On the other hand, if the text was fully understood then another new panel will become available: the “Index”. This is a cross-referenced index of the source, or rather, of the interactive fiction which has been generated. The Index is only an optional convenience, but becomes more and more helpful as the fiction grows larger. Its exact format does not matter for now.

I didn’t use this much at the beginning, but now it’s invaluable. I use it because it auto-generates a map of the whole game, and because it lists every command that can be interpreted as an action, as well as every object and where they are located, among many other things.

The next section is pretty gnarly: 1.7 The Skein.

Inform’s Skein panel is just such a table, built automatically. If we think of the list of typed commands as a thread, then the skein is (as the name suggests) braided together from all these threads. In the display, time begins at the top, with the start knot, and the threads of different play-throughs hang downwards from it.

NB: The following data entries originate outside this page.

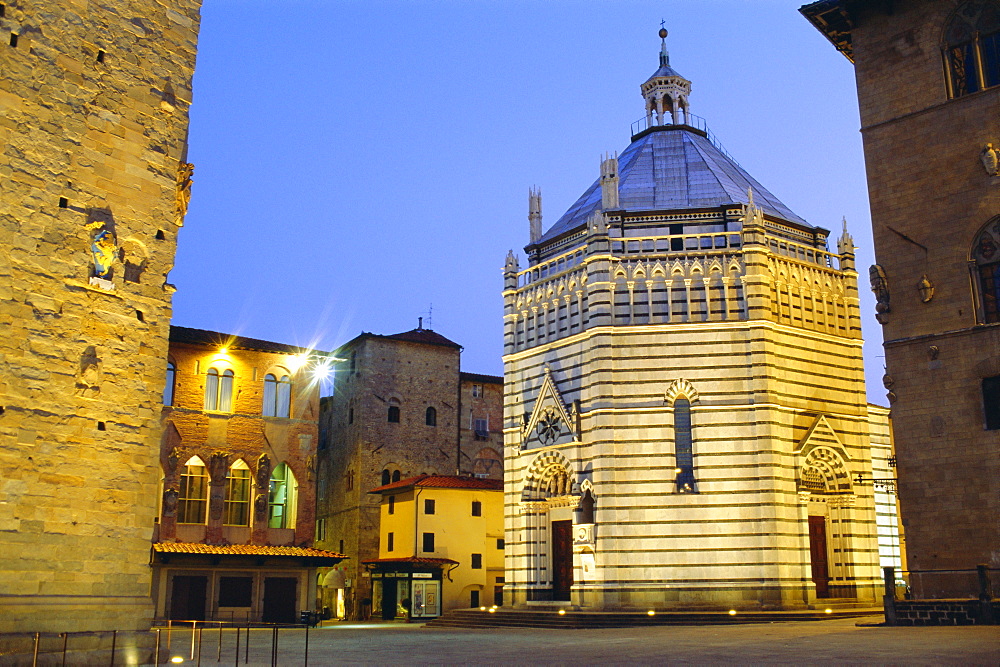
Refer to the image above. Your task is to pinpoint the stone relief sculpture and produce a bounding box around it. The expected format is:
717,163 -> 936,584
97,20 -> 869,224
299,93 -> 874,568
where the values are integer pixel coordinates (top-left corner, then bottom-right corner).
174,162 -> 194,227
917,273 -> 934,303
979,144 -> 1000,176
868,264 -> 891,324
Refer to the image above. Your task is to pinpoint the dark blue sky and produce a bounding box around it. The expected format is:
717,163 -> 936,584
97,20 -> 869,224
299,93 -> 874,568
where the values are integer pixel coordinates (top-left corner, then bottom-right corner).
170,0 -> 884,404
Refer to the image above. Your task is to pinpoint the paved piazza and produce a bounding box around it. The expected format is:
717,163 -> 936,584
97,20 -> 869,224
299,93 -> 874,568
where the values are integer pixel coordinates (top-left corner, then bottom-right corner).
160,618 -> 1000,665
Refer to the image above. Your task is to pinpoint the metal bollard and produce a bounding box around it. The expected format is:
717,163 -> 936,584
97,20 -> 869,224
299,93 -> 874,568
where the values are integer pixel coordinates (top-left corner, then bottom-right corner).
882,565 -> 896,625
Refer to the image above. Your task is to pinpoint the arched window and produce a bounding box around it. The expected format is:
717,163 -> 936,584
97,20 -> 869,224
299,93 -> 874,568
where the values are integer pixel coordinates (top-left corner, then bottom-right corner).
263,373 -> 292,417
205,368 -> 234,412
163,361 -> 177,405
972,216 -> 1000,323
177,456 -> 208,523
267,463 -> 298,528
943,0 -> 1000,97
222,459 -> 250,526
674,396 -> 697,493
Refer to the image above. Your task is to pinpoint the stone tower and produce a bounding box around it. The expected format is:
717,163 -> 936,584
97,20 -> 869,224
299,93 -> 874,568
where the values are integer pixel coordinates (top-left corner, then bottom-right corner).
504,31 -> 884,609
800,0 -> 1000,584
0,0 -> 201,648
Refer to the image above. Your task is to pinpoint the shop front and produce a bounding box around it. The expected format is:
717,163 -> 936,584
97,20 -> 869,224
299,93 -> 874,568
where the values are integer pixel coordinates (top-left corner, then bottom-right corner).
364,558 -> 458,621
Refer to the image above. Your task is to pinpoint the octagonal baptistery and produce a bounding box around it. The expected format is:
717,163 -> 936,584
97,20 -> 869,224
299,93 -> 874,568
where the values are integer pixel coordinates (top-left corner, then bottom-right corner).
504,31 -> 884,610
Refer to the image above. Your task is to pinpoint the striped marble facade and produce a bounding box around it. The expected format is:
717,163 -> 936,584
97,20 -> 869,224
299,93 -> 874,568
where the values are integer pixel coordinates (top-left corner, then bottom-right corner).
504,197 -> 887,609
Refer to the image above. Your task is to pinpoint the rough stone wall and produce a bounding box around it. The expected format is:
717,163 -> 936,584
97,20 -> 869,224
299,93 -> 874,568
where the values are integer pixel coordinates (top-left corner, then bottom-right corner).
852,0 -> 1000,569
318,335 -> 460,613
0,0 -> 201,632
159,343 -> 319,546
459,373 -> 503,479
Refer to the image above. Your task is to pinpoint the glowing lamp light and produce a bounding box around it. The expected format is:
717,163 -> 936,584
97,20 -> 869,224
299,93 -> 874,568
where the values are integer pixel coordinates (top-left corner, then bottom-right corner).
313,361 -> 333,380
288,352 -> 309,373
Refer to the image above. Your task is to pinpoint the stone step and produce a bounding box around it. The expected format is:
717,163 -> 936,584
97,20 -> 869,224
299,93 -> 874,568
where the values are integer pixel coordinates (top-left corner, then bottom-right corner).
425,607 -> 882,629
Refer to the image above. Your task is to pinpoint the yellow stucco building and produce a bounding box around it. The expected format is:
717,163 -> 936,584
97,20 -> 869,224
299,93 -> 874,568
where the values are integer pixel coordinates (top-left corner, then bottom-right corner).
365,475 -> 504,620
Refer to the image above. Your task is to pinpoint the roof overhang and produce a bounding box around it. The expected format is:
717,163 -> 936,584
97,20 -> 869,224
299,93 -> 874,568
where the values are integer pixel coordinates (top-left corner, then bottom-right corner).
799,0 -> 854,63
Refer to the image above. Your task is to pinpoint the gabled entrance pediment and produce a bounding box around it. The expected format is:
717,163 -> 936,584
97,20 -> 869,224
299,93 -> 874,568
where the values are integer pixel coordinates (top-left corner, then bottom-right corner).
521,366 -> 580,448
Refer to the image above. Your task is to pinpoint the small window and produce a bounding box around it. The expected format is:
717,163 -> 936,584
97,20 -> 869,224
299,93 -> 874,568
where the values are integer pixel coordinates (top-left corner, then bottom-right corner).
674,397 -> 697,493
163,361 -> 177,405
983,375 -> 1000,431
177,456 -> 209,523
222,459 -> 250,526
205,368 -> 234,412
944,2 -> 1000,97
263,373 -> 292,418
267,463 -> 298,528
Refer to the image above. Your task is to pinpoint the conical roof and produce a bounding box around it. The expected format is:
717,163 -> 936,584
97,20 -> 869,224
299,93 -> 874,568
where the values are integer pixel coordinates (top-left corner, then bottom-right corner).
533,125 -> 810,245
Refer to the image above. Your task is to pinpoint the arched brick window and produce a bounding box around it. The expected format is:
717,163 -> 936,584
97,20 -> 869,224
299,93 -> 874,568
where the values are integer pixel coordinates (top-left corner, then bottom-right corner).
942,0 -> 1000,97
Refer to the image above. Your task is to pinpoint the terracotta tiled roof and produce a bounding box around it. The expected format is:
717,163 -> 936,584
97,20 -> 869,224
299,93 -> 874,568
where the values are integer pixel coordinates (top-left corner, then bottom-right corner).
170,324 -> 327,355
362,556 -> 458,565
153,542 -> 347,559
368,475 -> 503,493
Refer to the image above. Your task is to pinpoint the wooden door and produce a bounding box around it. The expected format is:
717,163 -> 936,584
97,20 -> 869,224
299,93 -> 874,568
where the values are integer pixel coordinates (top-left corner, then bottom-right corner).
551,521 -> 573,600
262,577 -> 299,623
809,516 -> 830,598
170,575 -> 208,621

Double-clicking on a command translates the source afresh and replays the story from start down to that command, and then stops. We are then free to continue play by typing commands into the Story panel, of course, and these commands will automatically be recorded in the Skein as a new variation of play, diverging from the previous threads.

The skein is something I don’t always use, but it is useful. For a large game, the skein can become so complex as to be totally unmanageable, and I resort to testing commands. For smaller games, though, it works well.

For me, the worst thing about the skein (and replays) is when I save in the middle of it; then every replay opens the save window. Fortunately, in Windows, you can right click it and edit it.

But I suppose I’m not the only one who gets confused. The chapter ends with this note:

The user interface for the Skein looks slightly different on different versions of the Inform apps (that is, the MacOS version is not quite the same as the Windows version, and so on), so this manual is not the best place to describe it. In any case, the best way to find out about it is probably to experiment.

And that’s the end of Chapter 1. Hopefully we’ll get on to the fun programming part next!